New Dutch guidelines (2017) recommend a stricter policy concerning screening and treatment of infection carrying pregnant women. In effect, this will potentially decrease neonatal death and morbidity. At the same time this protocol will lead to more hospital births (and more health care costs) and potentially a decrease in birth experience outcomes(as more women switch to hospital accompanied births instead of their primary care midwife). By substitution from hospital to primary care this pilot aims to create the same improvement in neonatal outcomes (mortality and morbidity decrease) and simultaneously increase birth experience and decrease costs.
In our region (Zwolle) of around 4500 births per year, around 100-400 patients are known to carry this infection. Clinical (second line, hospital accompanied) follow-up and births are costly compared to primary care. For 100 patients we calculated health care savings for at least €200.000,- a year and could potentially be a 4-fold saving.

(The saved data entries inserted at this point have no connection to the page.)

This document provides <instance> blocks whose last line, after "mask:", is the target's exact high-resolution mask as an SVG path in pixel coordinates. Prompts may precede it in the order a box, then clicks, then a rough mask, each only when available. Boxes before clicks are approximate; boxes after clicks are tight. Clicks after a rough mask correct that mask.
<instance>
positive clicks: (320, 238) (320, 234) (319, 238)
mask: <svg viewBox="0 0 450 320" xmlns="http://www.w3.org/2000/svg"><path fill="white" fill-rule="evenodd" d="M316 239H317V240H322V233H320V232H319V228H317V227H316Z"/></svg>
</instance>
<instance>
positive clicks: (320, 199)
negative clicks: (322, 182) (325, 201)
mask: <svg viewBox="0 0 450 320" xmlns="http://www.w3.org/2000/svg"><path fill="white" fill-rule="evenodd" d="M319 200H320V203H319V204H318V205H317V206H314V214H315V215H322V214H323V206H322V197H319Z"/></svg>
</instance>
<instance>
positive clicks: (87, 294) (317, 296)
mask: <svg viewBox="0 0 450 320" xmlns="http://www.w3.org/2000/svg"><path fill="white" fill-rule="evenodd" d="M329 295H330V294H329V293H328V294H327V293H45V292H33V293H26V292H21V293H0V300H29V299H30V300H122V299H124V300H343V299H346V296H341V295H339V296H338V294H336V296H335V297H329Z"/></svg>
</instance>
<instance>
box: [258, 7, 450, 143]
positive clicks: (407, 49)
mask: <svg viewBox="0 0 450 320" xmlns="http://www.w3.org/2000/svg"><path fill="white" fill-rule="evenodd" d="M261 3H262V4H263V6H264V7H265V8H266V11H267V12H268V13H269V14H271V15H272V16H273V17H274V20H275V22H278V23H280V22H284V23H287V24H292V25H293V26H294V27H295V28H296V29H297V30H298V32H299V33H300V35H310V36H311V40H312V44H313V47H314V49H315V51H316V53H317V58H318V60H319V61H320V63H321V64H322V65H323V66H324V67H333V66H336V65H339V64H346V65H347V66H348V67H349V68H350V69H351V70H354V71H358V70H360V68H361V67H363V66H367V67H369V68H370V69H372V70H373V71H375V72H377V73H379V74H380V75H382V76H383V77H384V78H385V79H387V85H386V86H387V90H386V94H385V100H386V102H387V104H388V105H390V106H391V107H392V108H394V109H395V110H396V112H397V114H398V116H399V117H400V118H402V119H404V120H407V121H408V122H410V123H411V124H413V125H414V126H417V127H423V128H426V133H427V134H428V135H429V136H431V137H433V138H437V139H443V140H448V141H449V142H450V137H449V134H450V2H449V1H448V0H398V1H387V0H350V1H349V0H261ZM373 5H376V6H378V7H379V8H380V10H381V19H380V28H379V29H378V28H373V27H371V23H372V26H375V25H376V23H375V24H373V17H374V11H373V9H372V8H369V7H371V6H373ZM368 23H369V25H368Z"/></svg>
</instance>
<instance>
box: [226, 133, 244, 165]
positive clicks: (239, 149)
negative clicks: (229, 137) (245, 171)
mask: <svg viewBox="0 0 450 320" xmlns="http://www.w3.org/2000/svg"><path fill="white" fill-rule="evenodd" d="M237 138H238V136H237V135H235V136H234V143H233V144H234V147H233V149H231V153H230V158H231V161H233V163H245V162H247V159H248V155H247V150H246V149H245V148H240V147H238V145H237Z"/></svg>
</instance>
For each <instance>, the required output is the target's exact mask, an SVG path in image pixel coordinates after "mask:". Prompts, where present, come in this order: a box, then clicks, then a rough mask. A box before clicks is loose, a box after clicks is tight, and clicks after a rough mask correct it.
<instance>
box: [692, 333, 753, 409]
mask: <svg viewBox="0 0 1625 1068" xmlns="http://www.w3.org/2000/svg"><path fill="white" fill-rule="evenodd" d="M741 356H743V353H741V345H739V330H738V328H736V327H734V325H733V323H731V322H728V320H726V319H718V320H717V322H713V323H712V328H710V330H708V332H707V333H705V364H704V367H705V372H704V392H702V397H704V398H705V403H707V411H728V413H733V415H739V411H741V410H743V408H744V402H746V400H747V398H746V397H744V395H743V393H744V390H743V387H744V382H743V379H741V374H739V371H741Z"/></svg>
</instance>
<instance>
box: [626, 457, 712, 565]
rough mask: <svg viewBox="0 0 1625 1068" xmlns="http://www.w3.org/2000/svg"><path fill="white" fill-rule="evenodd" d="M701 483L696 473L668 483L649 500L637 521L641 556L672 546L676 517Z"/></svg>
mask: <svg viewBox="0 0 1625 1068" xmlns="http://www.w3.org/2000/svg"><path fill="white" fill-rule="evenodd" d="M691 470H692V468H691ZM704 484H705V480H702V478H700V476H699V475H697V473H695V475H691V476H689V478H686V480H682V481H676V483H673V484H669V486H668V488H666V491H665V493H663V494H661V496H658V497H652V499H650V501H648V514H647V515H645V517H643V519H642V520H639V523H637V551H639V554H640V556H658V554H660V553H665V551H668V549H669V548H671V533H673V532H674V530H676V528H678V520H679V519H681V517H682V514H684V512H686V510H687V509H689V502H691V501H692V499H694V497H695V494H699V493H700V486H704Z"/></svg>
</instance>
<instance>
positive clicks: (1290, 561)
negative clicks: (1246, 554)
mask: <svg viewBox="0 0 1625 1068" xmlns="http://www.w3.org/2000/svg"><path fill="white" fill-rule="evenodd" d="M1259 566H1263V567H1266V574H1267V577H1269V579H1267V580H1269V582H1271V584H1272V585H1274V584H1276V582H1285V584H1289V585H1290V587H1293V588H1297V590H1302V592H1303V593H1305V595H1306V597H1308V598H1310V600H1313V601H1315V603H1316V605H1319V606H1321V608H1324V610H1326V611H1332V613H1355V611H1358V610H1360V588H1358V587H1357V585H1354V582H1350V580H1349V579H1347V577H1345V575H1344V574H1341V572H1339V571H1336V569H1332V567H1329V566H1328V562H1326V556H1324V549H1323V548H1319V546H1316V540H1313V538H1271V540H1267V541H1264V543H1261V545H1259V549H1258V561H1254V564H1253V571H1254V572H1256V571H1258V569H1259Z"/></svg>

All pregnant women will be included in the screening programme in primary and hospital care. An interdisciplinary team consisting of gynecologists, pediatricians, neonatologists, primary care midwives, hospital-based midwives, O&G residents, maternity care staff, lactation experts, hospital management and support staff is involved in the initiative.
This pilot is implementable for many other transmural subtopics within pregnancy and it therefore has potential for upscaling in the near future. It also opens up the discussion on falling behind in quality of obstetric care compared to neighbouring countries and is therefore a great model for collaboration between all obstetric care providers to greatly increase patient value.